Mr. Coverdale, indeed, thought the boy might ‘do pretty well’,
and this, from such a source, was high enough praise. He had been a little
prejudiced against him at first for having been brought up ’Church of
England’, but he soon found that the boy was intelligent,
well-mannered, and ready to work hard. Mr. Cover-dale owned a saw- mill and
timber-yard adjoining Kimbourne station, and it was not difficult to find
ways in which the boy, by working eight or nine hours a day, could thoroughly
earn the weekly half-crown which, in addition to his keep, became his initial
wage.

Mr. Coverdale was a strict employer, but he was a strict man altogether;
he neither drank nor smoked; he would literally have shrunk from touching a
pack of cards; and his dislike of strong language went so far as to bring
even such phrases as ‘good heavens’ under the ban. Every Sunday,
without fail, he preached long and lugubriously eloquent sermons in little
dissenting chapels scattered over the surrounding districts; some of these
engagements involved journeys of ten or a dozen miles, and he would always
make these on foot and in all weathers, disdaining even to saddle a horse,
much less to make use of the unhallowed Sunday train service. Fortunately, he
was a man of strong constitution and excellent physique; it was his boast,
made with due thankfulness, that he had never had a day’s illness in
his life.

Howat did not dislike him even from the beginning, and soon came to be
quite comfortable at Kimbourne. After a week or so he knew all the girls by
sight and by name, though he was still rather nervous of them; the eldest,
Lavinia, was hardly a girl at all; she was twenty-four, which seemed to him
an immense age. It was Lavinia who kept the others in order, but Howat, if
his shyness permitted him to have any active preferences at all, liked the
younger ones better; the youngest of all was Mary, aged fifteen. He felt
rather more drawn to Mary because she was only a ‘kid’, and was a
good deal bullied by the elder girls.

Life would really have been very pleasant, but for Sunday, which came as a
day of gloom after the comparatively cheerful activities of the working week.
On Sunday no newspapers or ordinary books were allowed to be read, though if
Mr. Coverdale’s preaching engagements were at a distance it was
sometimes possible to persuade Mrs. Coverdale to unlock the bookcase after he
had gone. When, however, as very often happened he was occupied locally, the
day progressed from morn to evening according to a most rigid routine. The
whole family trooped out twice to the bleak little chapel at the Dover end of
the village and filled up the pew immediately under the pulpit. Howat usually
sat at one end and Mrs. Coverdale at the other, with the seven girls in
between. He did not exactly enjoy the services, which seemed to him cold and
uninteresting compared with the ones he had been used to, but there were
times when Mr. Coverdale’s rough eloquence stirred him to a vague
self-scrutiny; and in any case, he always liked the singing, for he was
beginning to develop a good voice and enjoyed using it. Then one Sunday the
organist failed to appear, and Howat was asked, in an emergency, to play the
hymns. He did so, fairly well, and when, some months later, the organist
died, the boy was officially appointed in his place.

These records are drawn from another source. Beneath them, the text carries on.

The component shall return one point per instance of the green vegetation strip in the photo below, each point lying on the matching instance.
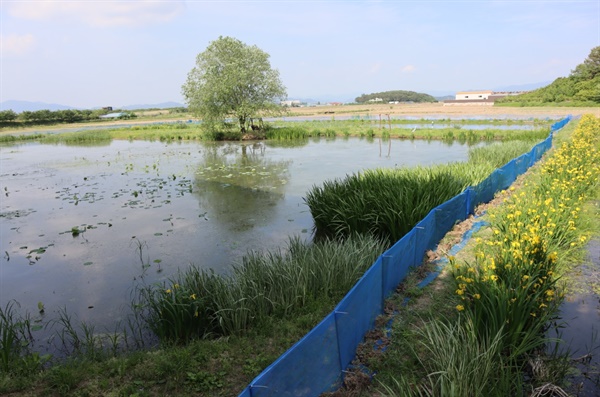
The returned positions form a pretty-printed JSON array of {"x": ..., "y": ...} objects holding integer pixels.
[
  {"x": 481, "y": 329},
  {"x": 216, "y": 332},
  {"x": 390, "y": 202}
]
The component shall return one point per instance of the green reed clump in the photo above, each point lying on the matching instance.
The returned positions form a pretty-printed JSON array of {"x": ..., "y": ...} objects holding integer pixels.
[
  {"x": 498, "y": 154},
  {"x": 18, "y": 138},
  {"x": 458, "y": 362},
  {"x": 285, "y": 133},
  {"x": 200, "y": 303},
  {"x": 15, "y": 339},
  {"x": 388, "y": 203},
  {"x": 79, "y": 137}
]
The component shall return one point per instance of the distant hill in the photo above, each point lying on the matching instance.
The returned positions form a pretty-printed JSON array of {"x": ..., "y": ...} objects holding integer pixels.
[
  {"x": 20, "y": 106},
  {"x": 392, "y": 96},
  {"x": 580, "y": 88}
]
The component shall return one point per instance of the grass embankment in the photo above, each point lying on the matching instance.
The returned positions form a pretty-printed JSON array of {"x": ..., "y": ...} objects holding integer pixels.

It was only an old and very wheezy American harmonium, but in it Howat
found something to make Sunday a day to look forward to; he enjoyed
particularly the opening and closing voluntaries, which gave him a chance of
showing what he could do. Usually he played one or other of the simple pieces
that had been left behind by the previous organist, but one morning, in a
mood of great daring, he ignored the music sheet before him and made up
something of his own as he went along. Rather to his astonishment no one
complained or even appeared to notice any departure from the normal; and thus
emboldened, he made a fairly regular habit of such improvisations. He did
not, though, tell anyone about it.

After be had been at Kimbourne a year Mr. Coverdale increased his wage to
ten shillings a week, and declared himself ’quite satisfied with
him.

Those were the years when Howat was growing up, and when every month,
almost every day, marked new and noticeable development. He was a rather
quiet boy, good-looking in a thoughtful way, and he had very fine and
striking eyes. He was not, however, particularly observant or knowledgeable,
or he would have been aware that at least three of the Coverdale girls were
head over ears in love with him. Lavinia, the eldest, considered she had a
prior right to any attachment he might eventually make, and there were
frequent quarrels between her and her sisters on this account. Howat, in
fact, treated them all with complete impartiality, except that Mary, as still
something of a kid, was admitted to more casual intimacies.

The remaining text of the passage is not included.